Percy realized that Remus needed this as much as the man thought he needed it, and so suddenly it didn't matter. He stuffed his face into Remus's shoulder and hugged him back. He was crying again but it stung less. "I hate stupidity," he choked. Remus's arms tightened around him and it occurred to Percy that the gentle trembling of his body was laughter.
"More people should think like you Percy." he let go and stepped back, smiling through his damp cheeks. It was genuine this time; the dust-like fatigue had fallen away.
Percy wiped his face with his sleeve and nodded. "But it's not an opinion, it's fact." he said.
Remus chuckled. The wind was picking up and it was going to rain. Percy looked down at the dirt again and realized for the first time how dry it was.

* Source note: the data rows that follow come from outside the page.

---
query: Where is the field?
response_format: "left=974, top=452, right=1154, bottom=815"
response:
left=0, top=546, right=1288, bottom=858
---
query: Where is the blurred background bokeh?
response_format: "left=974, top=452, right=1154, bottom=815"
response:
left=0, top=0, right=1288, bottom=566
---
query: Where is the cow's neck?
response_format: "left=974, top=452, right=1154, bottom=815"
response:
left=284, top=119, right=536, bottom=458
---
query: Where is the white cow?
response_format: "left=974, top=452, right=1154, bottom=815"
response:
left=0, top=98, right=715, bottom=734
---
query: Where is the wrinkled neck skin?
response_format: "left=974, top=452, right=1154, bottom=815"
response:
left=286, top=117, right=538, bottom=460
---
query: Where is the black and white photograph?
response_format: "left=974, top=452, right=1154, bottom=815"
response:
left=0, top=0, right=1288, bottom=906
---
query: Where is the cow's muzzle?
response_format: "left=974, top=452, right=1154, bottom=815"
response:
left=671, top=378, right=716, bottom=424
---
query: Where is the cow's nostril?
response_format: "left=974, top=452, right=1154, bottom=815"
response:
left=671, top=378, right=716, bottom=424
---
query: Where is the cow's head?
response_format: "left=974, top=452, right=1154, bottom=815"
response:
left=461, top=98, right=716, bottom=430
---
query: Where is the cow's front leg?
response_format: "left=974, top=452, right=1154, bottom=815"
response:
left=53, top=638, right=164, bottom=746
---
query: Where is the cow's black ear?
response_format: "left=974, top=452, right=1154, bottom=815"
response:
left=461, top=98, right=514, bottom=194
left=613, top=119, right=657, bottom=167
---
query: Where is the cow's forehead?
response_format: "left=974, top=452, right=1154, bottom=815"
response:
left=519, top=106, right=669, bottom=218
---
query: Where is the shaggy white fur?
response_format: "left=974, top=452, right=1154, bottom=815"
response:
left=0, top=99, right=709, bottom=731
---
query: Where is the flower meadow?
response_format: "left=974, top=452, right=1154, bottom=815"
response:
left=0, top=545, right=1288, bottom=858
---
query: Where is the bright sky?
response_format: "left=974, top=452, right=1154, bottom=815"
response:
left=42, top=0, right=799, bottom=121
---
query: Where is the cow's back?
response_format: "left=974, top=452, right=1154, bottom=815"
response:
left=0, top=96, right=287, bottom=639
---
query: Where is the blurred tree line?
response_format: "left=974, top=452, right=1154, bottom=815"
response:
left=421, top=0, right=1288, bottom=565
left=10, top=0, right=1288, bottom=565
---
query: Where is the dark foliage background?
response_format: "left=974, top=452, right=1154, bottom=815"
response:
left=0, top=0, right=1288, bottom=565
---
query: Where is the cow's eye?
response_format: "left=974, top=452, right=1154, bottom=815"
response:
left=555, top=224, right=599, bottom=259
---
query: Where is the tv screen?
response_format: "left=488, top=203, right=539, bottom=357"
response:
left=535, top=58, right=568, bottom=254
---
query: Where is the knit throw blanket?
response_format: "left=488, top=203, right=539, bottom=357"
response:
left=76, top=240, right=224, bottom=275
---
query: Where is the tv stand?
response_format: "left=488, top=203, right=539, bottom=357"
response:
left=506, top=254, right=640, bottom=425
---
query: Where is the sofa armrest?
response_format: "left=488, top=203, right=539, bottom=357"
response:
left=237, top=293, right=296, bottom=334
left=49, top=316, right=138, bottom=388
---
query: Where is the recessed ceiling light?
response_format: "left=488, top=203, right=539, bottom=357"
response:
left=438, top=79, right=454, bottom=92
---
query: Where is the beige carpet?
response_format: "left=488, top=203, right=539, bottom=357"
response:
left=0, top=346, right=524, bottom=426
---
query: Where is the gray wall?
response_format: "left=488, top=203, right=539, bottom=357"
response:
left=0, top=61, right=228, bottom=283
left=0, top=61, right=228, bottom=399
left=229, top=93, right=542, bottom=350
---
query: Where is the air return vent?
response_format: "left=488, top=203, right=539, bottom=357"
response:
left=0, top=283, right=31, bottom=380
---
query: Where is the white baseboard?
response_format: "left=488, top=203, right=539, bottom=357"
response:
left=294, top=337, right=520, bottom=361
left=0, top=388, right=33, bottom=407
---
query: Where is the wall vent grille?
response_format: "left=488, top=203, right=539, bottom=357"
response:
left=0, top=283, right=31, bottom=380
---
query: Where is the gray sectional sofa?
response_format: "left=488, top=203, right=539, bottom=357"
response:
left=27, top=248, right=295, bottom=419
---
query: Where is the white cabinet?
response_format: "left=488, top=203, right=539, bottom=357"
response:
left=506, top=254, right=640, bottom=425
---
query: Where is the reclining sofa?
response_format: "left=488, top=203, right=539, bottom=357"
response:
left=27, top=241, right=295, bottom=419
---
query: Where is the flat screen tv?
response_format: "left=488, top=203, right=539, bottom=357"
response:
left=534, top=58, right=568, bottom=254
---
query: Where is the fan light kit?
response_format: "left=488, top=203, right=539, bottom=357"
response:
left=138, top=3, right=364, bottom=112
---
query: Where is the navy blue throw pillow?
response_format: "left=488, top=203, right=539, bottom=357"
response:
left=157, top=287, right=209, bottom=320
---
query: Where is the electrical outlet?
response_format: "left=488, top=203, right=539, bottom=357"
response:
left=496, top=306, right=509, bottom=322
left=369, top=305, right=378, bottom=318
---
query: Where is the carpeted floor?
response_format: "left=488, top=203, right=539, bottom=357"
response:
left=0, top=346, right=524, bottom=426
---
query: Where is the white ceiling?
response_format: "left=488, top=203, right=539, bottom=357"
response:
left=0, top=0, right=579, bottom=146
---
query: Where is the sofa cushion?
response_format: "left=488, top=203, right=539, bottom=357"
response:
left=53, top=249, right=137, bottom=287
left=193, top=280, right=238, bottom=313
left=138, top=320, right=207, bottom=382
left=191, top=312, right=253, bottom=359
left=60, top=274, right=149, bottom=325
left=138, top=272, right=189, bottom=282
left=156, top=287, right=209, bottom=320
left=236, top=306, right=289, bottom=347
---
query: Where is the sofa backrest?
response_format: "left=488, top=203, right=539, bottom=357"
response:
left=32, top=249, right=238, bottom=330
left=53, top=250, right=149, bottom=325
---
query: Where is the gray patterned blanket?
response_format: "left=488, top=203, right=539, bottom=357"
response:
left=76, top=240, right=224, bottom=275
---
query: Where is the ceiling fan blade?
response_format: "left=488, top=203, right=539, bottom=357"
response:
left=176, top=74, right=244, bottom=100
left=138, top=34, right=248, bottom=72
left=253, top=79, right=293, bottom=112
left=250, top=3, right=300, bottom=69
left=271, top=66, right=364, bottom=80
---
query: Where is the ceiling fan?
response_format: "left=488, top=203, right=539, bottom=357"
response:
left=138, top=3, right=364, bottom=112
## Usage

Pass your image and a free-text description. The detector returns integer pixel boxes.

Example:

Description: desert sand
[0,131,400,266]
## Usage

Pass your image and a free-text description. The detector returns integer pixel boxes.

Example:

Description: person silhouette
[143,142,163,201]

A little rain would do the garden some good.
"Come on Percy, we'll go play a round or two of wizarding chess."
Percy followed his friend, mentally pulling up his sleeves. "Werewolf or not you know I'll kick your butt."
"Maybe." Remus agreed. "Maybe."
XXXConvictions are more dangerous enemies of truth than lies.
XXXHalfway through Percy's sixth year of Hogwarts the ministry leaned who he was. He was sitting in the library trucking through one of his more boring essay assignments when the Department came to see what he was.
A dark man in a dark cloak came striding in on the crest of some imaginary shadow and sat down across from him.
No one else in the room had even looked up when he appeared. Percy forced him muscles to relax and thought to himself fight or flight even though both were a ridiculous notion in the library. He watched the man watch him and refused to be the first to speak.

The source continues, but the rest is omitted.